A poem I previously posted that I've added changed a little and added onto. C4C
I'm trying to be a creative writing major when I go to college this summer, so I need constructive criticism! I really had no idea what to call it, so I kinda just came up with a title.

In a cave where the lost souls lie
I see the world through romantic eyes.
Smiling demons with long, sharp teeth.
Smelling of flowers, dark eyes of glee.
My eyes grow heavy, pink sleep so sweet.
Dim all the lights for the demon's feast.
And now one comes with eyes of steel.
Face hidden behind cloak and veil.
A mask that hides not one face but two.
"Excuse me," I asked, "But which one are you?"
It only laughed all fun and fangs.
What looks like an angel is soon to change.
Together we stay through dusk and dawn.
I cannot go. It's reach grows too long.
Together we stay. On and on. On and on.
We all hum along to Hell's sickly song.
"We're free, so free," it says. Little white lies.
Oh how I see the world through romantic eyes.
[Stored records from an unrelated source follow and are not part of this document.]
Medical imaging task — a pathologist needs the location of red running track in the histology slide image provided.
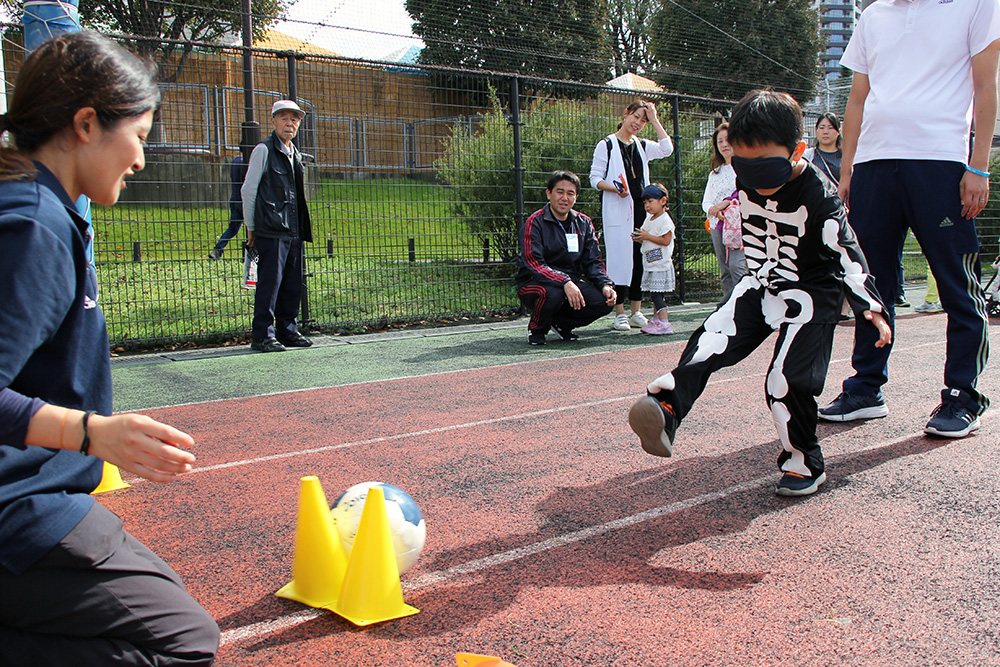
[101,316,1000,667]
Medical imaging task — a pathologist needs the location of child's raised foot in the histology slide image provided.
[628,396,678,456]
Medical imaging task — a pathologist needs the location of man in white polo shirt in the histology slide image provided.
[819,0,1000,438]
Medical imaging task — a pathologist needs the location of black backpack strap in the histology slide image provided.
[604,137,611,180]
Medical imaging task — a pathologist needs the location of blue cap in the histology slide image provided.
[641,183,667,199]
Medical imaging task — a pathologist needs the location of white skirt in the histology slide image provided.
[642,264,675,292]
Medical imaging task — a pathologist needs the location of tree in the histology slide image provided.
[76,0,291,83]
[653,0,822,103]
[406,0,608,83]
[604,0,660,76]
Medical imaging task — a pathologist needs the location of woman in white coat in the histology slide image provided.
[590,100,674,331]
[701,123,747,301]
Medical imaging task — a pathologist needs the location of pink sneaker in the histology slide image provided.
[640,317,674,336]
[639,317,663,335]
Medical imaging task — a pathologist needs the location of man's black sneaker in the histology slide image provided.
[819,391,889,422]
[924,401,979,438]
[528,331,545,345]
[250,338,285,352]
[774,472,826,497]
[278,331,312,347]
[628,396,677,456]
[552,324,580,341]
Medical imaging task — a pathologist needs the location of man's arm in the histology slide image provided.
[240,143,267,241]
[959,39,1000,219]
[837,72,871,205]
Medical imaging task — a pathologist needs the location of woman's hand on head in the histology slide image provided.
[88,414,195,482]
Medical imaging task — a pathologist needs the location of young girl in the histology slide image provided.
[632,183,674,335]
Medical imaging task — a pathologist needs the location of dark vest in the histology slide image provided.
[254,132,312,241]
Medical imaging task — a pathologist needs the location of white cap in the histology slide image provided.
[271,100,306,118]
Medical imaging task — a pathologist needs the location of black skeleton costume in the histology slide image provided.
[649,163,884,477]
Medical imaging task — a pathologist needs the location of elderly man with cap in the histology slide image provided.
[240,100,312,352]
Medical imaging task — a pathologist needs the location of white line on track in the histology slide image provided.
[220,430,924,646]
[128,341,944,484]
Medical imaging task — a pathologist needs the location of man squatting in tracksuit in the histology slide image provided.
[629,90,891,496]
[517,171,616,345]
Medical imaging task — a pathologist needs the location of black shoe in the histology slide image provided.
[278,331,312,347]
[552,324,580,341]
[528,331,545,345]
[250,338,285,352]
[628,396,678,456]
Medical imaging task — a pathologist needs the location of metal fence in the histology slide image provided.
[3,33,1000,348]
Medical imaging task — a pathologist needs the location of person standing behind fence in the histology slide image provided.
[590,100,674,331]
[803,111,843,186]
[208,155,247,259]
[632,183,675,335]
[701,123,747,302]
[819,0,1000,438]
[240,100,312,352]
[0,32,219,667]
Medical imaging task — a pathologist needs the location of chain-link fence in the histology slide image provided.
[3,31,1000,347]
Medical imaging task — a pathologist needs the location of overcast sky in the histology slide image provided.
[275,0,423,60]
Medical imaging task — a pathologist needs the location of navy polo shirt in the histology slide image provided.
[0,163,111,574]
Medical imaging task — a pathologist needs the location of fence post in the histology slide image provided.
[285,51,312,324]
[240,0,260,164]
[670,95,687,303]
[510,76,524,248]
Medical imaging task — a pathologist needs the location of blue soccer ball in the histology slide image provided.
[330,482,427,574]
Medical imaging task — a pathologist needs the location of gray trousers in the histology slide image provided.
[0,503,219,667]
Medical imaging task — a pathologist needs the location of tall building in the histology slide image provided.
[814,0,871,79]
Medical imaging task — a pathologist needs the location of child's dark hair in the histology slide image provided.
[708,123,729,171]
[729,90,802,152]
[0,31,160,180]
[545,169,580,194]
[816,111,843,148]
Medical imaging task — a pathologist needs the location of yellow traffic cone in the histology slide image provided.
[455,653,514,667]
[333,486,420,625]
[275,475,347,611]
[90,461,132,496]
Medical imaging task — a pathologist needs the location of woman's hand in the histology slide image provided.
[87,414,195,482]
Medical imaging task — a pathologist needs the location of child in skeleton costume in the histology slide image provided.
[629,91,890,496]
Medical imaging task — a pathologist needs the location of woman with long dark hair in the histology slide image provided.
[0,32,219,667]
[701,123,747,301]
[803,111,843,185]
[590,100,674,331]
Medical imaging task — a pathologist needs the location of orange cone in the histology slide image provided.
[333,486,420,625]
[90,461,132,496]
[275,476,347,611]
[455,653,514,667]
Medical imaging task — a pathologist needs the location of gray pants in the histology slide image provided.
[0,503,219,667]
[712,228,747,301]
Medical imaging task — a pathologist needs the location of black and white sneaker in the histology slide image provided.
[819,391,889,422]
[774,472,826,497]
[628,396,679,456]
[924,400,979,438]
[552,324,580,341]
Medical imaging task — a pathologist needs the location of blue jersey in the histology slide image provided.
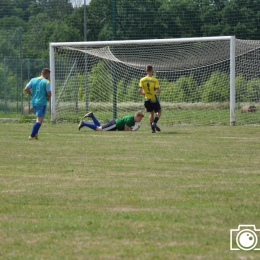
[27,76,51,106]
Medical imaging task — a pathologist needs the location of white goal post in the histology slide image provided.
[50,36,260,125]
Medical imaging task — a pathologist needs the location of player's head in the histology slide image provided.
[134,111,144,122]
[42,68,51,79]
[145,65,153,75]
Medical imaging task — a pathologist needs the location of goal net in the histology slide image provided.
[50,36,260,125]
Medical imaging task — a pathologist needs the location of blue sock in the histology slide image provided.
[154,117,159,124]
[83,122,97,130]
[91,115,100,126]
[31,122,41,137]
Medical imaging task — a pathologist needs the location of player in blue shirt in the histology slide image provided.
[24,68,51,140]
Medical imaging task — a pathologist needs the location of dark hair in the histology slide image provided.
[42,68,51,74]
[146,65,153,71]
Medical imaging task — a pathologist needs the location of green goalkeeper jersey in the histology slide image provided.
[116,116,135,131]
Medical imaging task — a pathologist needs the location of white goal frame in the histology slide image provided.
[50,36,236,126]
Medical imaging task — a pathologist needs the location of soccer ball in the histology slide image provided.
[131,122,140,131]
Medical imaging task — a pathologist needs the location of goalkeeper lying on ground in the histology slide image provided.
[79,111,144,131]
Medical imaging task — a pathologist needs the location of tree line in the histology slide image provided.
[0,0,260,59]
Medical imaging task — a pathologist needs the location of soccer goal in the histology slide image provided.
[50,36,260,125]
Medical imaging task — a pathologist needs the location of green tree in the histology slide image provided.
[247,78,260,102]
[202,71,230,102]
[88,61,113,102]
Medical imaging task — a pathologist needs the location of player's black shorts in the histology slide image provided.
[144,100,161,113]
[102,119,117,131]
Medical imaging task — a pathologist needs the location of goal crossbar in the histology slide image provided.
[50,36,236,125]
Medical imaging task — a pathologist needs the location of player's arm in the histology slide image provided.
[47,91,51,101]
[46,81,51,101]
[24,86,32,96]
[125,125,132,131]
[156,86,161,94]
[138,86,145,96]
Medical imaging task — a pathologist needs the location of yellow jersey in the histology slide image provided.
[139,76,160,102]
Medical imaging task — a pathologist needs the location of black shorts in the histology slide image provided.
[102,119,117,131]
[144,100,161,113]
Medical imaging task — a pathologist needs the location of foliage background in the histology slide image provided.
[0,0,260,112]
[0,0,260,59]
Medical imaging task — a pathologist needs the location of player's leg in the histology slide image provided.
[152,102,162,132]
[149,111,155,133]
[84,112,100,126]
[78,121,100,131]
[100,119,117,131]
[144,100,155,133]
[29,106,46,140]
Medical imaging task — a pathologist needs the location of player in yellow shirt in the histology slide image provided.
[138,65,162,133]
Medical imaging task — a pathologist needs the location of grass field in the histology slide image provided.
[0,123,260,260]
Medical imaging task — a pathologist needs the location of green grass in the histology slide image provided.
[0,123,260,260]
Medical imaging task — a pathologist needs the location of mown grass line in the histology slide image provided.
[0,123,260,259]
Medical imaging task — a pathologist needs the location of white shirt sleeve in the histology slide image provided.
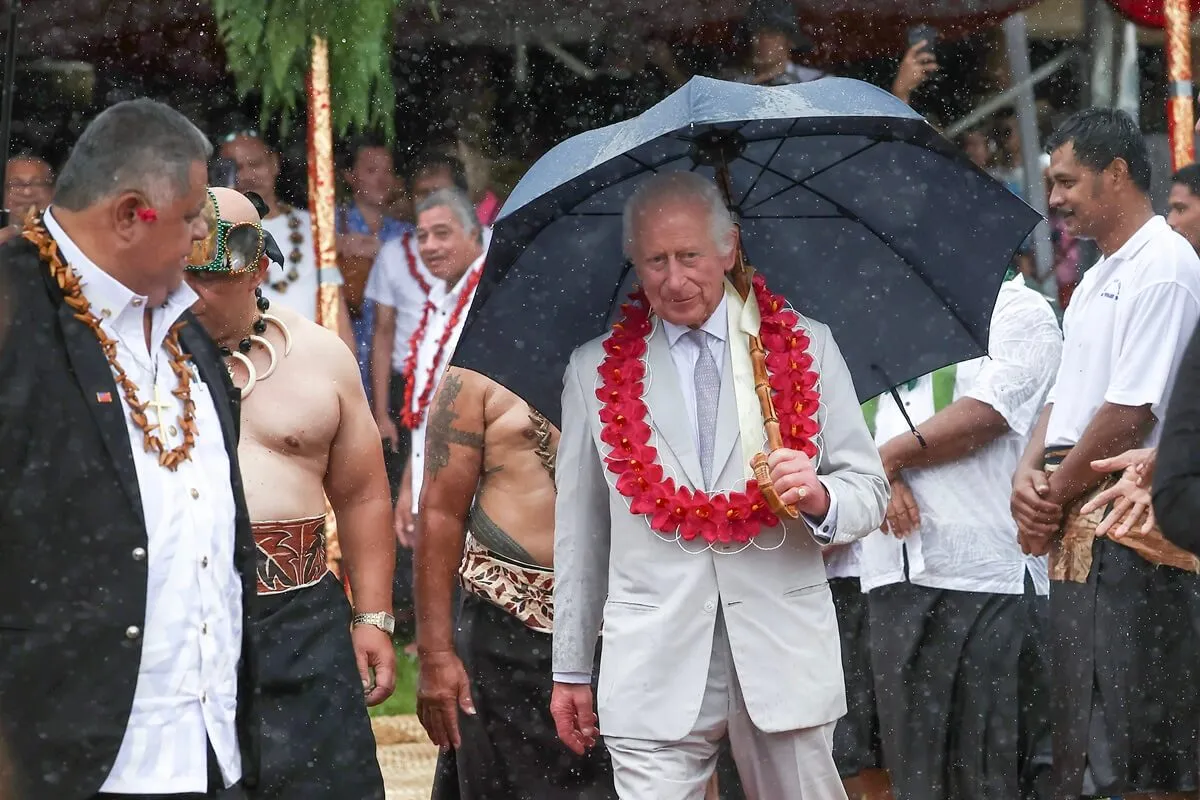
[366,239,404,308]
[964,296,1062,437]
[1104,282,1200,419]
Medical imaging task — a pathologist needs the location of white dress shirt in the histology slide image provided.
[365,225,492,375]
[860,278,1062,595]
[46,211,242,794]
[1045,216,1200,447]
[412,255,484,515]
[262,209,343,323]
[553,296,838,684]
[366,235,442,371]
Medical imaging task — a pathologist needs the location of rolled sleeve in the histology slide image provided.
[964,291,1062,437]
[1104,282,1200,412]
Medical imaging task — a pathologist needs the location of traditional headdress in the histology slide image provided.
[187,190,283,275]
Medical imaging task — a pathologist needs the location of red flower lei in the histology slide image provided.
[400,231,432,295]
[596,275,821,543]
[401,264,484,431]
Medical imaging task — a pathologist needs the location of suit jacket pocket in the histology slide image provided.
[605,597,659,613]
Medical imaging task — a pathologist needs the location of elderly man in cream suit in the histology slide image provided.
[551,173,888,800]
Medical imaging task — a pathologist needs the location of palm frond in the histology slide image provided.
[211,0,402,138]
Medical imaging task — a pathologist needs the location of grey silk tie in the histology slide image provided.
[688,331,721,489]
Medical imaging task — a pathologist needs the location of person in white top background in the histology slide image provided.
[1012,109,1200,798]
[221,130,356,353]
[0,100,258,800]
[860,275,1062,800]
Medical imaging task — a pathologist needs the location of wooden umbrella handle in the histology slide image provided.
[750,336,805,519]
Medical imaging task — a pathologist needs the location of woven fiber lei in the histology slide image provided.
[596,275,821,543]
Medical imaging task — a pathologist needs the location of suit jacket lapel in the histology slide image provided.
[646,321,704,489]
[59,302,145,525]
[713,340,745,488]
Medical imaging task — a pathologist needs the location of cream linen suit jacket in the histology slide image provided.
[553,319,888,741]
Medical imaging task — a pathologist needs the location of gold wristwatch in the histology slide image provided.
[350,612,396,636]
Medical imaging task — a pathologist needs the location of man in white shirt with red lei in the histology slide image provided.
[1012,109,1200,798]
[551,173,887,800]
[862,272,1062,800]
[396,188,484,547]
[0,100,259,800]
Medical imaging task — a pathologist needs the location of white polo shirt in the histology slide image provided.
[858,277,1062,595]
[1045,216,1200,447]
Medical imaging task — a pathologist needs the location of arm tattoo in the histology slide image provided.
[425,374,484,479]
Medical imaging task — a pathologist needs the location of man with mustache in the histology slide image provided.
[1012,109,1200,798]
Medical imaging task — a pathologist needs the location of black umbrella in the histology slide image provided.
[454,78,1040,423]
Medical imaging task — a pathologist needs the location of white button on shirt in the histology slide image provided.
[46,211,242,794]
[412,255,484,515]
[1045,216,1200,447]
[365,227,492,374]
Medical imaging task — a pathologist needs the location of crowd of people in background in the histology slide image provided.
[0,17,1200,800]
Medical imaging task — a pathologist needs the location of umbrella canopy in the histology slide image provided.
[454,78,1040,423]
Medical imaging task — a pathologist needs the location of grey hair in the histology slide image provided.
[54,97,212,211]
[416,188,484,241]
[622,173,733,257]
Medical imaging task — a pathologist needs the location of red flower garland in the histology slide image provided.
[400,230,432,295]
[401,264,484,431]
[596,275,821,543]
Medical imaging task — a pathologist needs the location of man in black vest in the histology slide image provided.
[0,100,257,800]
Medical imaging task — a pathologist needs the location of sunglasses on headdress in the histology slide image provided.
[187,191,266,275]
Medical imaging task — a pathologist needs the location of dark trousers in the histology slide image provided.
[383,373,415,639]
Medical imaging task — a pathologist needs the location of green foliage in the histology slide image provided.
[212,0,400,138]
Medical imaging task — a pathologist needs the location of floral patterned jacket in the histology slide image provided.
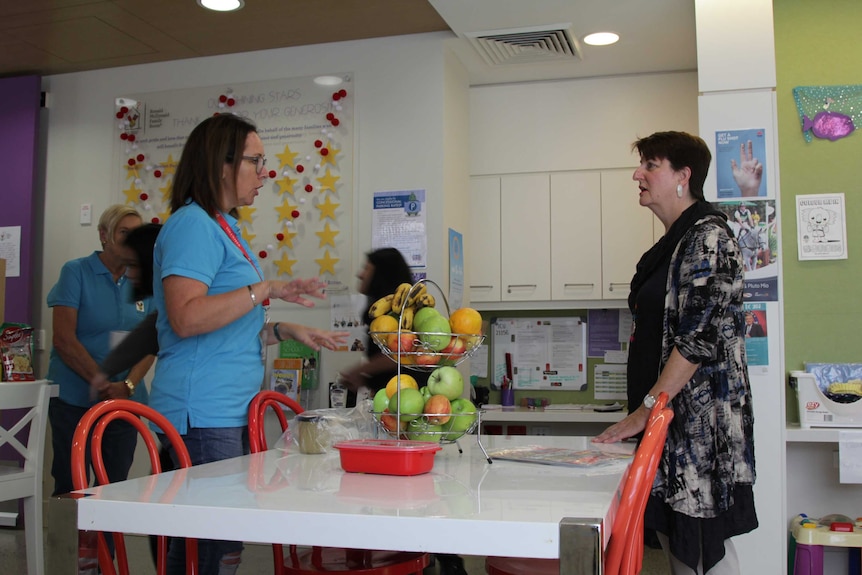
[653,216,755,517]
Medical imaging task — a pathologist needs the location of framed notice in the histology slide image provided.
[491,317,587,391]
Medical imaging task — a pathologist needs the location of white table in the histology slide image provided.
[72,436,632,574]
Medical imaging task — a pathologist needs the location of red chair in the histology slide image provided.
[485,393,673,575]
[248,390,430,575]
[72,399,198,575]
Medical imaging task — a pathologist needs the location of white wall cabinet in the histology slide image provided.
[500,174,551,301]
[601,168,654,299]
[466,176,500,302]
[551,172,603,300]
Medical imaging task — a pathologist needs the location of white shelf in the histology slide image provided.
[784,424,862,443]
[482,407,626,424]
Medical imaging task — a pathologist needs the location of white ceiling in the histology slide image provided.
[0,0,697,85]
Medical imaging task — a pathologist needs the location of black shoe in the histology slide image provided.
[434,555,467,575]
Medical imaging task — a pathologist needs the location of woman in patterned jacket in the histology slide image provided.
[595,132,757,575]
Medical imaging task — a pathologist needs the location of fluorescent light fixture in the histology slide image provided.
[197,0,245,12]
[584,32,620,46]
[314,76,344,86]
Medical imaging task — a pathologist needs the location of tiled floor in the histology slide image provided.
[0,528,669,575]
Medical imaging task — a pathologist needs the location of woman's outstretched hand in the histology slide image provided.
[269,278,326,307]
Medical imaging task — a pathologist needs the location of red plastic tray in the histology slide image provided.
[333,439,442,475]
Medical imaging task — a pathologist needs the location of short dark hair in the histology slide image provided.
[171,114,257,215]
[632,132,712,201]
[362,248,413,321]
[123,224,162,300]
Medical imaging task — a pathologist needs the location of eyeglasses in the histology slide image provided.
[242,156,266,174]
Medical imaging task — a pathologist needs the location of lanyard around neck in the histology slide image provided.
[216,212,269,307]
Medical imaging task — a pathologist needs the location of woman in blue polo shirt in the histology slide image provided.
[150,114,348,575]
[48,205,154,495]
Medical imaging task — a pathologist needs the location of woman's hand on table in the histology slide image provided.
[269,278,326,307]
[279,322,350,351]
[593,406,649,443]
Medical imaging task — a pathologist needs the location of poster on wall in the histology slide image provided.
[715,200,779,301]
[371,190,428,268]
[743,303,769,374]
[114,74,354,288]
[796,194,847,261]
[715,128,766,199]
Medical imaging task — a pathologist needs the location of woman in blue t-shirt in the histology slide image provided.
[150,114,348,575]
[48,205,154,495]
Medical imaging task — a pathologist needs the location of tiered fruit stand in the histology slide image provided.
[371,279,491,463]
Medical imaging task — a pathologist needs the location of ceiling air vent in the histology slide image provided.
[465,25,581,66]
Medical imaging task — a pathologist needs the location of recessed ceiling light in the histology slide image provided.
[584,32,620,46]
[197,0,245,12]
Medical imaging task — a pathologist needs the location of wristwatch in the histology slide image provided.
[644,393,656,409]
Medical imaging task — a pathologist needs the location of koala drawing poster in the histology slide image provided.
[796,194,847,261]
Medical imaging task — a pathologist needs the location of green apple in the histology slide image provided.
[443,397,476,440]
[389,387,425,421]
[413,316,452,351]
[428,365,464,401]
[407,418,443,443]
[413,307,442,331]
[372,387,389,413]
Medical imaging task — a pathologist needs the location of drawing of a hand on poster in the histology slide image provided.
[715,129,766,198]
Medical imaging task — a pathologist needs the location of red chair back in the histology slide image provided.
[72,399,197,575]
[248,390,305,453]
[605,393,673,575]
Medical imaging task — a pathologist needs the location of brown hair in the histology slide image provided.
[632,132,712,201]
[171,114,257,215]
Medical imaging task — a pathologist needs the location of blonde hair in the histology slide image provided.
[99,204,143,242]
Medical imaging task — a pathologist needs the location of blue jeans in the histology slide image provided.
[159,427,249,575]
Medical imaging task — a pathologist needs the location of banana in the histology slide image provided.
[401,307,416,330]
[392,282,413,313]
[407,283,428,307]
[368,294,395,319]
[416,293,437,308]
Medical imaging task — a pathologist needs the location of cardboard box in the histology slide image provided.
[0,258,6,324]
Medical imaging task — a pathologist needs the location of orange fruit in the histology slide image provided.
[386,373,419,398]
[449,307,482,335]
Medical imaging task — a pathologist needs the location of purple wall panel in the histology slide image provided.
[0,76,41,325]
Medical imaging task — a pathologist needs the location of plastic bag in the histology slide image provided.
[275,400,376,453]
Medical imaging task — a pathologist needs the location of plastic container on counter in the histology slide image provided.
[333,439,442,475]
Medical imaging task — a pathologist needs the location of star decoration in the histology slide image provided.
[275,200,304,222]
[159,182,171,203]
[315,196,341,221]
[314,250,341,275]
[278,228,297,249]
[123,182,141,204]
[282,176,299,195]
[314,222,339,248]
[240,228,257,245]
[275,144,299,168]
[317,168,341,192]
[320,142,341,166]
[236,206,257,225]
[273,254,298,276]
[159,154,177,176]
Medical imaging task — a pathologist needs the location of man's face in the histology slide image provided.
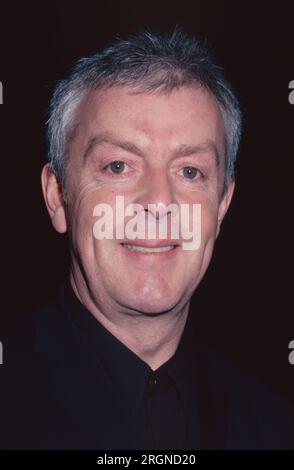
[45,87,233,314]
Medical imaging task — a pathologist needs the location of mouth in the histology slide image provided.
[120,240,181,262]
[122,243,178,253]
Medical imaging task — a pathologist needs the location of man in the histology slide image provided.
[2,29,293,449]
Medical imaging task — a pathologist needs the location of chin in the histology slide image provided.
[129,296,178,316]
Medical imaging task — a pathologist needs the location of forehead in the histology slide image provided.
[72,86,224,153]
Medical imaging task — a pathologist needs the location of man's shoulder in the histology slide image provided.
[193,342,294,449]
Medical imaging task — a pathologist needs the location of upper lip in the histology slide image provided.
[121,239,180,248]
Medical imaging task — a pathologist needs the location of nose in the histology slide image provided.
[136,168,176,219]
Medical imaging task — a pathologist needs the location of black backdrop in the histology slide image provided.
[0,0,294,402]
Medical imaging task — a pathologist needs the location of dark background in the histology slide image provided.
[0,0,294,402]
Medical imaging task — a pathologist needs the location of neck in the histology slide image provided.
[70,275,189,370]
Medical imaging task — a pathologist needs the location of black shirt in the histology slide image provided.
[66,282,197,449]
[0,283,294,450]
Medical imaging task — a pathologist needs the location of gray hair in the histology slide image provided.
[46,27,242,195]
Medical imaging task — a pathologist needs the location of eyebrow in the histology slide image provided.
[83,133,220,167]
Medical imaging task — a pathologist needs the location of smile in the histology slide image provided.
[123,244,176,253]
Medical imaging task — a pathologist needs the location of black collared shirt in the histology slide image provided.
[65,282,197,449]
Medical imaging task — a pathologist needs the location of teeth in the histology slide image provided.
[124,244,175,253]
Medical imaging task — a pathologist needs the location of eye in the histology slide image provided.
[105,160,127,175]
[181,166,202,180]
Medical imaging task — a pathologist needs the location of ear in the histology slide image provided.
[215,180,235,238]
[41,163,67,233]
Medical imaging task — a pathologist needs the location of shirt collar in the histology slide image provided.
[65,281,198,416]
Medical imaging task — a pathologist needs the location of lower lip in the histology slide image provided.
[119,244,180,261]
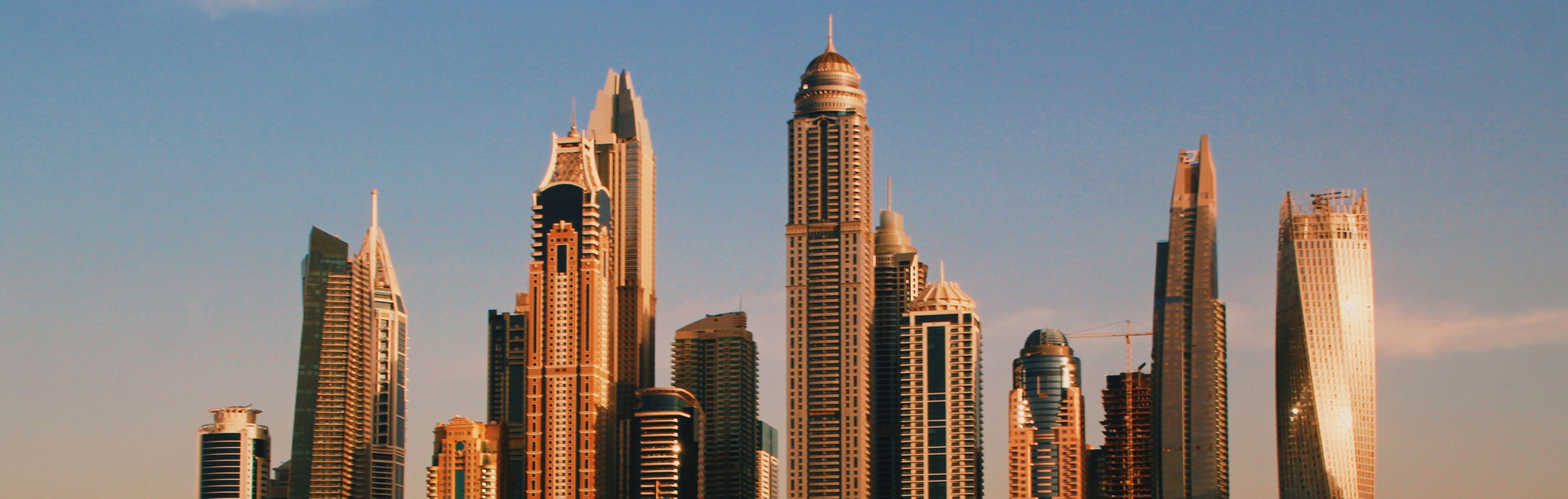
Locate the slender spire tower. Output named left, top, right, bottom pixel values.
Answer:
left=354, top=188, right=408, bottom=499
left=589, top=71, right=659, bottom=499
left=1275, top=190, right=1377, bottom=499
left=1154, top=135, right=1231, bottom=499
left=784, top=14, right=877, bottom=499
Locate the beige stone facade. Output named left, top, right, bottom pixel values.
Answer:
left=425, top=416, right=503, bottom=499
Thanks a lot guys, but any criticism at all? What did you like about it, what didn't you like?
There's a lot of contrast in it, and I really like that. I don't know if it flows well enough to be melodic though
Its pretty good but you should probably use different rhyming method though. Although its good, your method at it seems way too expected. What I Would do is keep the same lines but change the type of poem ... if you know what I mean.